The difference? They covered better on the back end in 2023 — or covered for one another. The Chiefs didn’t receive enough help from their safeties last year, and offenses found a couple of spots they preferred to target. Safety Nazeeh Johnson’s WAR on downfield shots (essentially his value on those plays) was -0.3, per Sports Info Solutions, tied for worst in the league among cornerbacks. That’s one way to allow chunk yardage.
And here’s another: Safety Chamarri Conner missed the third most tackles after the catch, per PFF. That’s just about the easiest path to turning small gains into big ones: missed tackles.
It would be far easier, or at least simpler, to find one cover-all solution. It doesn’t typically work that way, and it certainly doesn’t work that way here.
Individual play can improve the bigger picture, particularly given the fact that those two guys — Johnson and Conner — are a couple of this defense’s younger players. Assignments can change to account for it, too.

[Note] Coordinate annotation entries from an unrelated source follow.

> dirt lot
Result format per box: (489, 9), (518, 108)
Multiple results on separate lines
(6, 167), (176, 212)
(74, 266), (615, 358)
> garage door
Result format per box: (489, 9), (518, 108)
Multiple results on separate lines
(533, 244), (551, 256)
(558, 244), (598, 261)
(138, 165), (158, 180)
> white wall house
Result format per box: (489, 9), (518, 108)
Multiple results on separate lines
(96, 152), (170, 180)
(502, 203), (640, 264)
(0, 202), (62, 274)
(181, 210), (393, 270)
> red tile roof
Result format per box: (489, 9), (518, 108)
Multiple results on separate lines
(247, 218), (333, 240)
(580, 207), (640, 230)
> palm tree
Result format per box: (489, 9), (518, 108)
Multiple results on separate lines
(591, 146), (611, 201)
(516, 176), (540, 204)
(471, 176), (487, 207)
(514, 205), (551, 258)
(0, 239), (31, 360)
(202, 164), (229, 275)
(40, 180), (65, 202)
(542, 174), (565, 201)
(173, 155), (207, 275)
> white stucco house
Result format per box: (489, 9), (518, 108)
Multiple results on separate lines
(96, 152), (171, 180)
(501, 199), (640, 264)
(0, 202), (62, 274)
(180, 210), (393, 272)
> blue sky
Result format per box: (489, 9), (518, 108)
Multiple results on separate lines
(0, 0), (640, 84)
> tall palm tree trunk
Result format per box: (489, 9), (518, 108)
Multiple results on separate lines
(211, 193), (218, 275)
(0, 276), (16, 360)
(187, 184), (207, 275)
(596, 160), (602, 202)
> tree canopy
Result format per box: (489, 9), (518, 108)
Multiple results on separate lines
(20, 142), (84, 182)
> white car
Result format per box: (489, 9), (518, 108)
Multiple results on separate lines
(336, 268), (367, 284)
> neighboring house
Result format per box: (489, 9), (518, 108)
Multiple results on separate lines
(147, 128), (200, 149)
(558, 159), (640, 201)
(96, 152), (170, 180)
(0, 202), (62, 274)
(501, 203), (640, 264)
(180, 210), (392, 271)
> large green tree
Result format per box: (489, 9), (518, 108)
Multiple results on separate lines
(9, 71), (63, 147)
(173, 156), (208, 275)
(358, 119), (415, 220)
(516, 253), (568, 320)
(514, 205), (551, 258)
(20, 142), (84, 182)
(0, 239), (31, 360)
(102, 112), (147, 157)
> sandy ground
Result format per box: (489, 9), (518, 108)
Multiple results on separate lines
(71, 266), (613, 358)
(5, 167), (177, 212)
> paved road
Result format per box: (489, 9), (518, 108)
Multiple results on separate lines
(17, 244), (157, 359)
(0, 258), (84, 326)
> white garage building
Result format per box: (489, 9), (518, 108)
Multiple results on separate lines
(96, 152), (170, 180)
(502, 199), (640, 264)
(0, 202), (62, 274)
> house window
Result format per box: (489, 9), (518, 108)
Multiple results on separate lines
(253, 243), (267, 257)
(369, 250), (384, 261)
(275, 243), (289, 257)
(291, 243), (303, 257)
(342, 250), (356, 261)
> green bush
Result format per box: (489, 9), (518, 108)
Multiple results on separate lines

And if the Chiefs can better generate pressure with rushing only four — an objective that star defensive end Chris Jones mentioned this week — that can go a long way to ensuring an opposing quarterback doesn’t have enough time to throw a football a long way.
It all can be part of the resolution.
So can just plain practicing it.
The offense is providing the Chiefs’ defense that chance after chance — even if the defense isn’t generating the attention for it.